Featured image of post Creating Custom Child Growth Charts in Excel
🌏 中文

Creating Custom Child Growth Charts in Excel

I'm an Excel geek. After reading this, you might think we use different Excels.

This is about how I used Excel, data visualization, AI, statistics, and formulas to create a custom growth chart. I’ll explain everything clearly, even the basics.

Many parents use apps to track their baby’s height and weight. I only used that one feature. Installing a large app just for that felt wasteful. It was a perfect chance to use my Excel skills. It’s just data analysis, right? Excel can handle it!

System Planning

First, I needed a plan. Let’s see how growth curves work in parenting apps.

Baobaoshu app weight curve page, x-axis shows age from 8 to 14 months, y-axis shows weight kg from 4 to 44, displaying 3%/25%/50%/75%/97% reference lines with green data points near 50% line

This is a growth curve from Baobaoshu (BabyTree). The 50% line is the median. If my baby’s height (or weight) is on this line, about half of babies are taller (or heavier) and half are shorter (or lighter). The 75% and 97% lines mean the height (or weight) exceeds 75% and 97% of babies of the same age. The 25% and 3% lines work similarly. This shows my baby’s growth compared to others.

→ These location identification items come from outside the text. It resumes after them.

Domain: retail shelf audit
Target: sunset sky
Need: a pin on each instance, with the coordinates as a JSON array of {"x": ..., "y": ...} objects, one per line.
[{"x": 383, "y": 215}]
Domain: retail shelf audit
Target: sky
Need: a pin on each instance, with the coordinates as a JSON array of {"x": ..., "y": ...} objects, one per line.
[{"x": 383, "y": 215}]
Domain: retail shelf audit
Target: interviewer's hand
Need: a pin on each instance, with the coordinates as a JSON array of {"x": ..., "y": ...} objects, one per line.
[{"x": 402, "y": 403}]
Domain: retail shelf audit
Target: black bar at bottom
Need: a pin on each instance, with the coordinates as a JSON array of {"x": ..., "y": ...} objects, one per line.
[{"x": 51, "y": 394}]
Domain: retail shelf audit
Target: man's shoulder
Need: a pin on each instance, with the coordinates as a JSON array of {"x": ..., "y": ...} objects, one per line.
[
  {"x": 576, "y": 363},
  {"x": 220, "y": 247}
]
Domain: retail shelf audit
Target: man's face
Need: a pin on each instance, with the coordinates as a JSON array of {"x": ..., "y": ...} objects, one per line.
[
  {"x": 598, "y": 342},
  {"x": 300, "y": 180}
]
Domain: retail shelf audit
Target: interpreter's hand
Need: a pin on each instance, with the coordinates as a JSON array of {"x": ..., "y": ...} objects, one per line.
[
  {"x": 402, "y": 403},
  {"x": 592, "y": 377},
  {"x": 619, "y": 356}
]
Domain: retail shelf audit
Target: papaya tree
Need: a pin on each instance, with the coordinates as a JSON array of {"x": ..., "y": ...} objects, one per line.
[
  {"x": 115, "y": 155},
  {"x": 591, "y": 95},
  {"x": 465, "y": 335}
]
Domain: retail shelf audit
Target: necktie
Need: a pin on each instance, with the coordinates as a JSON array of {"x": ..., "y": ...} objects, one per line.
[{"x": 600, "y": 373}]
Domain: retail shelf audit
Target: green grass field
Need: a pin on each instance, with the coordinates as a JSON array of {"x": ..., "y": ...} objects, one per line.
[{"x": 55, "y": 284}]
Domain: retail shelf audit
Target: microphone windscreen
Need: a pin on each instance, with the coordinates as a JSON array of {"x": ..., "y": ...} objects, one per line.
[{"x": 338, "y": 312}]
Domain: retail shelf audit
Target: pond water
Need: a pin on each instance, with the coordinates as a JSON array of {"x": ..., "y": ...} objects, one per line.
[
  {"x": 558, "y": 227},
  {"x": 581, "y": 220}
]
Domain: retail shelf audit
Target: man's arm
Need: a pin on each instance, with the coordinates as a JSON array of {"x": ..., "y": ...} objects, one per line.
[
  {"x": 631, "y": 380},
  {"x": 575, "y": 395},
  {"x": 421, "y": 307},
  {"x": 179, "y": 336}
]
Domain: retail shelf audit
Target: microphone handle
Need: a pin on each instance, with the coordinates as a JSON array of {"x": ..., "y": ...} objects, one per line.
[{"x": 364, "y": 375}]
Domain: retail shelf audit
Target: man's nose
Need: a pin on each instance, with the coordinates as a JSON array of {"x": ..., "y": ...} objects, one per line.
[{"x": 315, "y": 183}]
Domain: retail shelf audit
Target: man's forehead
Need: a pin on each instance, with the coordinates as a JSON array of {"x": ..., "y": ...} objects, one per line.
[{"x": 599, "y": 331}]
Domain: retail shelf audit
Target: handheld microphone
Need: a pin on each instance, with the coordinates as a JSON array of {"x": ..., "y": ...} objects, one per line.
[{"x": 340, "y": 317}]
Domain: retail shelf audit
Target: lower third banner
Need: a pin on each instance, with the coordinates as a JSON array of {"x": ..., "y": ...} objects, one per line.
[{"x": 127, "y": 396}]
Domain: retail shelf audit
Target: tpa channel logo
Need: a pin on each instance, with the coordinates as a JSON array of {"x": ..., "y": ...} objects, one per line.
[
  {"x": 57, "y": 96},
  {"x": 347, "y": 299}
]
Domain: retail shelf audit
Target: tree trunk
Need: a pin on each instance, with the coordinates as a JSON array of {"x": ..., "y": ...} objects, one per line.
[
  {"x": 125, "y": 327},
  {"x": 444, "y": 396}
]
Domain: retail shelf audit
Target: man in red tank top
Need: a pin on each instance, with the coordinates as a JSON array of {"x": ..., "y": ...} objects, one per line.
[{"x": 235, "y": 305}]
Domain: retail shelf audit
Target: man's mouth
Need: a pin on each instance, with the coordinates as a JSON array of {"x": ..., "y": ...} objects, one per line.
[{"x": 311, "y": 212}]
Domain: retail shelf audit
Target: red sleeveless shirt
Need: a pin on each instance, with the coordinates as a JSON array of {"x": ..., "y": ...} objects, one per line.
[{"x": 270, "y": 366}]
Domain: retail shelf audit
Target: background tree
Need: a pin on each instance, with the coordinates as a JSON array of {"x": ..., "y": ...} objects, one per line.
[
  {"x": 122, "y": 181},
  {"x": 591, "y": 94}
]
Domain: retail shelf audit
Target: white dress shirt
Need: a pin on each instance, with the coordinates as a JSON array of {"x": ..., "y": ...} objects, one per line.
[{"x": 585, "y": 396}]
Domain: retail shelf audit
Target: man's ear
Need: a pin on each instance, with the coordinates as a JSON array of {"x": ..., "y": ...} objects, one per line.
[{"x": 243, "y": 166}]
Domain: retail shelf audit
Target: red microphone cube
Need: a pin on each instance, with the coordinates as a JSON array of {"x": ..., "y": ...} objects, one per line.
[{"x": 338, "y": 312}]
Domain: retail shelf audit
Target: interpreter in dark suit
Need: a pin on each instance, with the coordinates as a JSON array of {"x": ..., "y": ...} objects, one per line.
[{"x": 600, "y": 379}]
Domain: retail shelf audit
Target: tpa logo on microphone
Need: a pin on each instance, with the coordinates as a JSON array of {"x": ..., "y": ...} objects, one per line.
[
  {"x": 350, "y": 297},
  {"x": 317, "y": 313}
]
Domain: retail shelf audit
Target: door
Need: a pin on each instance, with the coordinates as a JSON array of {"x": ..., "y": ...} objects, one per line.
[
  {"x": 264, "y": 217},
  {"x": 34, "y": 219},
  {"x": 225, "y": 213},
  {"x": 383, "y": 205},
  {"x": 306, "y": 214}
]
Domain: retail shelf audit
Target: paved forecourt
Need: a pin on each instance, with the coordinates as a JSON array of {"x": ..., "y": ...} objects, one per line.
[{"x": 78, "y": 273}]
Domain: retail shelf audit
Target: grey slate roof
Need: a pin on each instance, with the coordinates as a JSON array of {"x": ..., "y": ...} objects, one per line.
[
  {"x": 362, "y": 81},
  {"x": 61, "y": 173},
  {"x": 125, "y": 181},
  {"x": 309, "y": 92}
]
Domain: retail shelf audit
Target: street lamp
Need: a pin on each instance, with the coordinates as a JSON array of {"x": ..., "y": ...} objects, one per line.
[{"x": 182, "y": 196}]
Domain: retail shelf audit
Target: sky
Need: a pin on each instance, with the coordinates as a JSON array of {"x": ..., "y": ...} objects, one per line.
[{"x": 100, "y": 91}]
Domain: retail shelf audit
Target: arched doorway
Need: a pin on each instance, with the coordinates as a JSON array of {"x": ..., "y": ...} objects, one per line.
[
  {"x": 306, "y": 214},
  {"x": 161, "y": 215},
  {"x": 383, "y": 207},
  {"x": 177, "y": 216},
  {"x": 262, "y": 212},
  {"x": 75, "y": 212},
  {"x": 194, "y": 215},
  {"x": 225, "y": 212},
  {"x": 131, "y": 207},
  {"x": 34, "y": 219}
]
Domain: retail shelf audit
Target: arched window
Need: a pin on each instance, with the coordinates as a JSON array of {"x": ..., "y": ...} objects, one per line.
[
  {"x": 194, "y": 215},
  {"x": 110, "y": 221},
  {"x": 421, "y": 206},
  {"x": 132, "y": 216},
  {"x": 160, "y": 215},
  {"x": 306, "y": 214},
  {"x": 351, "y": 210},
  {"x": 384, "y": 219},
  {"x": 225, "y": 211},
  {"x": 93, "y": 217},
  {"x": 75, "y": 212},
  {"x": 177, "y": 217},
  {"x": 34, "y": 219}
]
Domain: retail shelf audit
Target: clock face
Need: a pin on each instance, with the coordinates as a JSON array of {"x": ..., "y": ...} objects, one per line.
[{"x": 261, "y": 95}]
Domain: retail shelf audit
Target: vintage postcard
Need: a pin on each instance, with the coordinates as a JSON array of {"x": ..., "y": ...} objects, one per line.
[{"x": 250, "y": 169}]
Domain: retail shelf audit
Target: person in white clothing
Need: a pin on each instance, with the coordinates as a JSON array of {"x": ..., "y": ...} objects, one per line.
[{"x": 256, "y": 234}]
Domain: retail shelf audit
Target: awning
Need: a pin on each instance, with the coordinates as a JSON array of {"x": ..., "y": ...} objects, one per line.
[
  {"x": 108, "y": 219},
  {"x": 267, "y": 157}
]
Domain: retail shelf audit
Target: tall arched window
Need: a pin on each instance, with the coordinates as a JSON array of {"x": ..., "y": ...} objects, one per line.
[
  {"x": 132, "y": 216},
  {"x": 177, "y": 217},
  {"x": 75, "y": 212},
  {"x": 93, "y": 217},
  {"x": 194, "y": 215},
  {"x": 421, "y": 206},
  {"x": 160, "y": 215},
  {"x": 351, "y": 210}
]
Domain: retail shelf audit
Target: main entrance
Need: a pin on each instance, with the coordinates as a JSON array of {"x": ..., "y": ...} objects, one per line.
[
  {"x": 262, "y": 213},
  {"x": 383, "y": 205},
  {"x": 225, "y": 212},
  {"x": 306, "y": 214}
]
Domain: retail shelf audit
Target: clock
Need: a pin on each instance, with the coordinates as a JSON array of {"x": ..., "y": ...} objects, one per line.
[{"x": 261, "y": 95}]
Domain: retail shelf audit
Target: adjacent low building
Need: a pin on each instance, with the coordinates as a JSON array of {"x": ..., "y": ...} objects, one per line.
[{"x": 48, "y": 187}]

I wanted a similar tool to:

  1. Record my baby’s height and weight.
  2. Query the normal height and weight range for each month.
  3. Show how much my baby’s measurements deviate from the norm.

A chart or curve didn’t matter. The key was the third point: calculating and displaying the deviation intuitively. A diverging bar chart seemed suitable:

Diverging bar chart Birth Rate by Years, center shows years 1940-2010, left orange bars show birth rate for mothers aged 20-25, right blue bars show birth rate for mothers aged 30-35

This chart compares two data sets in the same dimension.

R language Diverging Bars example showing mtcars dataset car mileage deviation from average, green Above Average to right, red Below Average to left

For one data set, it shows direction and distance from a benchmark, often for positive and negative values.

This was perfect. I’d use the median as the benchmark, showing if my daughter’s height (or weight) was above or below it. The bar length would show the deviation. To simplify, I used symbols: a minus for below, a plus for above, with more symbols meaning greater deviation. Seeing “+++” or “—-” would signal a need to check her growth trend.

Preparing the Data

With a goal, I started working. First, the first two capabilities:

  1. Record height and weight.
  2. Query normal ranges.

Baby’s Growth Data

My baby’s data was in the Baobaoshu app (dates are omitted to protect my daughter’s birthday):

Baobaoshu app child growth record list screenshot showing 1yr3mo17d/1yr2mo16d/1yr1d/11mo15d/9mo25d records with height cm/weight kg/head circumference cm data

Baobaoshu doesn’t export data. Manual entry was an option, but there had to be a better way.

Google Play Store ScreenMaster Screenshot Markup app page, by Blossgraph, 4.5 stars 77.6K reviews, 5M+ downloads

I took screenshots of the records and used an Android app, Screen Master, to stitch them into one long image.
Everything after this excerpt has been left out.